For the record, the albums to listen for the beginning of vaporwave are “Eccojams Vol.1” by Chuck Person, the cover of which cuts up the cover for the Sega Mega Drive / Genesis game “Ecco the Dolphin”; “Far Side Virtual” by James Ferraro; and Macintosh Plus’s “Floral Shoppe,” which has an album cover that sums up the visual aesthetics – sorry, I mean A E S T H E T I C S – of vaporwave: a playful mix of pastel and fluorescent colours, cityscapes, patterns, along  with Roman busts and columns. For good results, the art should look like it was slightly unplanned, resulting from a glitch, found and revered, just like the music.

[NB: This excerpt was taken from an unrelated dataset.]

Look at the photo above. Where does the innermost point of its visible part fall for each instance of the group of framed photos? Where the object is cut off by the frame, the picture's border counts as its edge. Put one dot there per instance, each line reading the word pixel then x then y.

For many, this type of experiment makes a hard listen without context, and I first came across the genre through its use in series on YouTube like Dead Mall Series, Ace’s Adventures and Retail Archaeology, which have all used vaporwave as backdrops to video tours of deserted American shopping malls, where the shift to shopping online left the shopping meccas of the 1980s and 1990s to become vacant, deserted, and abandoned. With the accompanying vaporwave soundtrack sounding like it may be playing in the mall during the filming – indeed, background music from the Muzak Corporation is also used for vaporwave tracks – it feels like the utopian safe space of the shopping mall, and the aspirational imagery in advertising, were false promises, but that could just be the Marxist side of it.
Where does all of this effort go? For many, vaporwave will feel like a deliberate joke, an attempt to create something that purports to have depth, when it has none. But like any solid postmodern work, all the meaning is on the surface, and that meaning, at least to me, is to make something of the fractured world the 1980s has left us, and rejoice in it.